There are still many people who wear the traditional six yards – the saree as the work outfit. Many organisations such as private banks consider it decent attire that portrays staff professionalism and corporate image. In contrast, in Japan, the traditional kimono is only worn for special occasions.
In an era where resources are scarce, rational thinking would be that the saree can be a burden not only in terms of comfort but resources, maintenance and mobility/safety. There is a question as to why wearing a saree on a daily basis is such a hazard when in the days gone by our mothers and their mothers and many generations of women before that managed effortlessly with it. Such thoughts can permanently hinder any form of change for the better. An employee can be clothed professionally and decently with material less than six yards.
Heartiest thanks to firms which are now adopting contemporary dress codes which enable convenience, joining the early entrants that introduced the ‘smart official/casual’ dress code to Sri Lanka’s workforce.
In complete contrast to what the good article describes, you suggest that we drop the only sort-of authentic dress a part of our community put on!
Saree is one very professional attire that even the private sector, which is not under any regulation to abide by the code-of-ethics or the dress code of the public service, often encourages their employees, including senior female management to use. Saree, may be six yards but it is a single piece of textile that is more affordable than any ‘smart, official or even casual’ dress, which will essentially remind us the legacy of the colonial experience.
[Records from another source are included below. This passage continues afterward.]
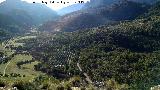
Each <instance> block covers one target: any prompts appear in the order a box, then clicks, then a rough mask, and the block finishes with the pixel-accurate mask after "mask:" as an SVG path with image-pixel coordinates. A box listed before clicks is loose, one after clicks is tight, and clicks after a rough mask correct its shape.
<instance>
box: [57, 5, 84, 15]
mask: <svg viewBox="0 0 160 90" xmlns="http://www.w3.org/2000/svg"><path fill="white" fill-rule="evenodd" d="M84 5H85V4H73V5H70V6H68V7H65V8H62V9H60V10H58V11H57V13H58V14H59V15H65V14H68V13H71V12H74V11H78V10H80V9H82V8H83V7H84Z"/></svg>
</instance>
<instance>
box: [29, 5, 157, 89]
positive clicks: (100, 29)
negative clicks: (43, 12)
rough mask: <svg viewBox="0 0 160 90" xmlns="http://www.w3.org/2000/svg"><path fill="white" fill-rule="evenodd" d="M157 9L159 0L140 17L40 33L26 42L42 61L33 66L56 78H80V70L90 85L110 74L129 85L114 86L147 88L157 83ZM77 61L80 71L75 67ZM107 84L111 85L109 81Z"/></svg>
mask: <svg viewBox="0 0 160 90" xmlns="http://www.w3.org/2000/svg"><path fill="white" fill-rule="evenodd" d="M159 12H160V2H159V3H157V4H155V5H153V6H152V7H151V8H150V9H149V11H148V12H147V13H146V14H143V16H142V18H140V19H139V18H136V19H134V20H131V21H125V22H121V23H119V24H117V25H112V26H108V25H103V26H100V27H96V28H91V29H86V30H80V31H75V32H71V33H70V32H64V33H58V34H54V35H52V34H51V35H50V36H49V35H48V36H45V35H41V36H39V38H38V40H35V39H33V40H32V41H29V42H28V47H29V48H30V49H29V51H31V52H32V55H33V56H34V57H36V58H37V60H41V61H42V63H40V64H39V65H37V66H36V69H37V70H40V71H43V72H46V73H47V74H49V75H52V76H54V77H56V78H64V77H65V78H68V77H72V76H76V75H79V76H81V77H82V78H84V75H82V73H87V74H88V75H89V76H90V78H91V80H92V81H93V82H94V84H93V85H96V84H97V82H98V81H99V82H106V80H109V79H113V78H114V80H116V81H117V82H118V83H121V84H127V86H129V89H121V88H120V89H117V90H150V88H151V87H153V86H155V85H159V83H160V78H159V73H160V69H159V67H160V63H159V62H160V59H159V58H160V51H159V50H160V15H159V14H160V13H159ZM77 63H79V64H80V66H81V67H82V70H83V71H82V72H81V70H80V71H78V67H77ZM56 65H61V66H63V65H64V67H55V66H56ZM68 73H69V74H68ZM60 76H63V77H60ZM82 84H83V83H82ZM111 84H112V85H113V84H114V85H113V86H115V83H113V82H112V81H111V82H110V83H109V85H111ZM85 85H86V84H85ZM97 86H98V87H99V85H97ZM102 87H103V89H104V88H105V87H104V86H103V85H102ZM115 87H117V86H115ZM123 87H125V85H124V86H123ZM111 88H112V87H111ZM106 90H115V88H114V87H113V89H110V88H107V89H106Z"/></svg>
Let’s be open to what is favourable and appropriate for the purpose, place and era we live in.
Workplaces are now about professionalism cum ergonomics, with affordability and safety.
There are many who cannot be decently attired in a saree. I totally agree with Karunaratne’s viewpoint whereas according to that comment, your perspective is one of those with hindering thoughts, which overlooks changing for the better.
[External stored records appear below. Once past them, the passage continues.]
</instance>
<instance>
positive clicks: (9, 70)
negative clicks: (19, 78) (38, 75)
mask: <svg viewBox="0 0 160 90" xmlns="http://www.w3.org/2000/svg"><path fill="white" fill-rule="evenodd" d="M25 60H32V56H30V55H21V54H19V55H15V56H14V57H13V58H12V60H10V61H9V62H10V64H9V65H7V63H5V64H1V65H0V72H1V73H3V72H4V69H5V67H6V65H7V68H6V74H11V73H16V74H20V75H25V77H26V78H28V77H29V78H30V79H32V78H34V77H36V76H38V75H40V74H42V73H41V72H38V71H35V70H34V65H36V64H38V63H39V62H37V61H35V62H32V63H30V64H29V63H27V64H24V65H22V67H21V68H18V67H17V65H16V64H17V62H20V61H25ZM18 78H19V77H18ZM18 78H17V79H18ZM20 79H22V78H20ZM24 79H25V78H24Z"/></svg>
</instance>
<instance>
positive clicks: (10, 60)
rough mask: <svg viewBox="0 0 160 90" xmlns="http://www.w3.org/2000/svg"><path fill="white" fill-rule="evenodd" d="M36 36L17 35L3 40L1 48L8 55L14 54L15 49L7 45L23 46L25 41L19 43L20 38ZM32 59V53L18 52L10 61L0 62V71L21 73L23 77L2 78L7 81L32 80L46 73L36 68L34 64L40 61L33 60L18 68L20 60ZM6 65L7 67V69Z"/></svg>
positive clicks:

If wearing saree is okay for women, why not allow the national costume for men?
That’s a strange view point, disregarding how sexist the world is. There may not be a formal dress code for men but that perhaps is for a reason. Men never tend to wear revealing clothes and it is the women who closely follow fashion trends. Occasionally sexual harassment of female teachers can be found in the media but hardly a story of a male teacher being subjected to sexual violence is reported. We have enough problems in the country, this kind of change will not do any good but add to that list of woes. What we need in education is an overhaul of the syllabus not the dress code. As they say, don’t fix it, if it ain’t broke.
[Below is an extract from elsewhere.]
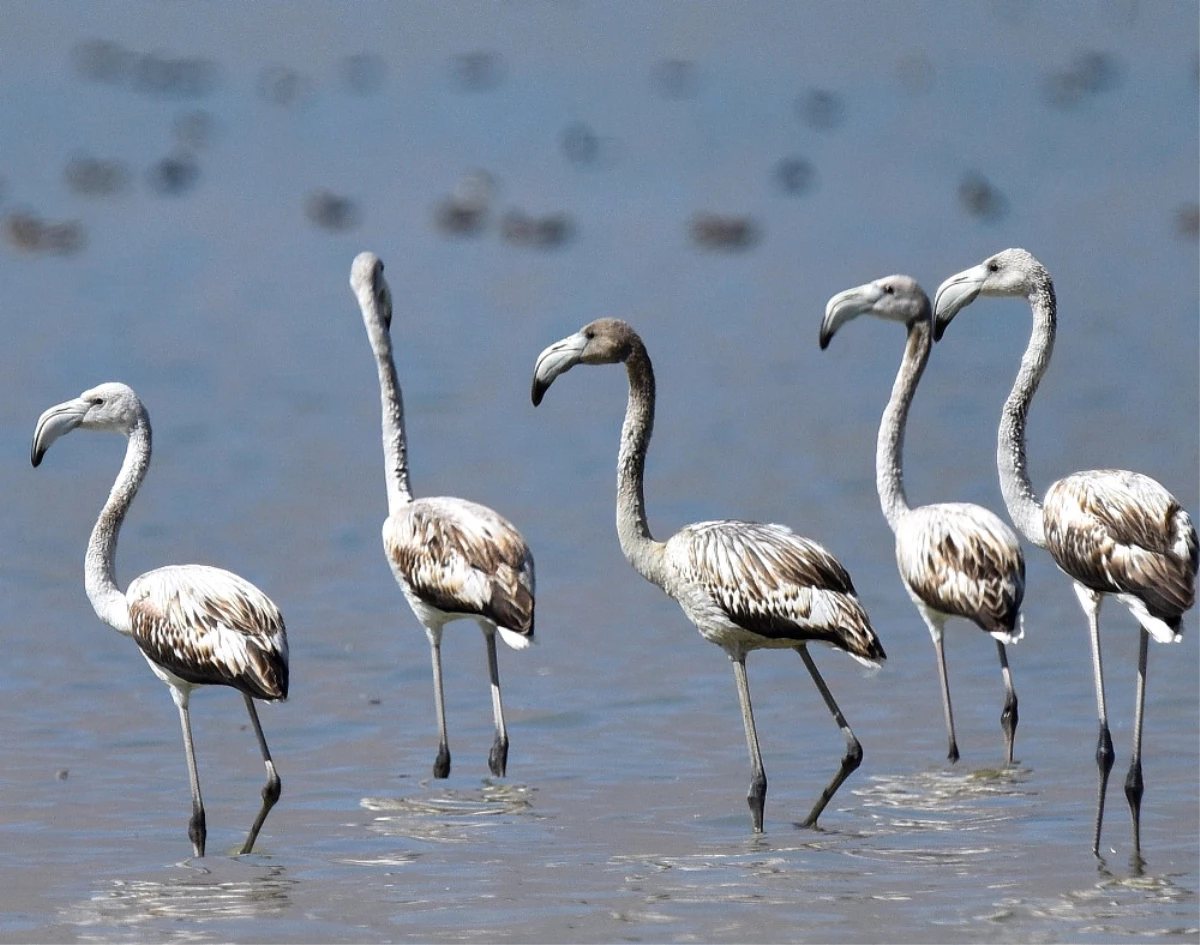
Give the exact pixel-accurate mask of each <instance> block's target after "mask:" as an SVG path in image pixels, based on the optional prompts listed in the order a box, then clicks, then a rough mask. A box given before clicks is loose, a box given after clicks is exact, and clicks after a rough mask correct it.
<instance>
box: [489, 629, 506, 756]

Until recently, due to the lack of fans in most schools, children would arrive home in a state exhaustion, caused by having to be attired in a long trouser, socks, shoes & tie. Despite the tropical climate, in years gone by, many of our countrymen wore cotton blazers, long sleeved shirts and some a hat as well, as part of their work-attire.
The factors for this may have been the disregard for comfort, lesser expenses due to simpler needs and the uncomplicated lifestyle practised in that era.
Despite it being cumbersome, washing and cleaning did not seem to burden any house-hold, as they were also privileged to have sufficient help at home. Many considered working in a household a privilege and many hung framed pictures of the colonial rulers in their houses. They never considered the colonial dressing sense as odd and therefore it was not an issue.
Comfortable and smart clothing which suits the environment we continue to live or work in make us feel good and help perform better. All this requires sensibility and simplicity -fewer clothes equating to lesser costs. It could be agreed that our attire would serve us reasonably well with comfort at a reasonable cost. In addition, it allows one to be appropriately dressed for the purpose and place. People friendly attire is now already a globally accepted norm.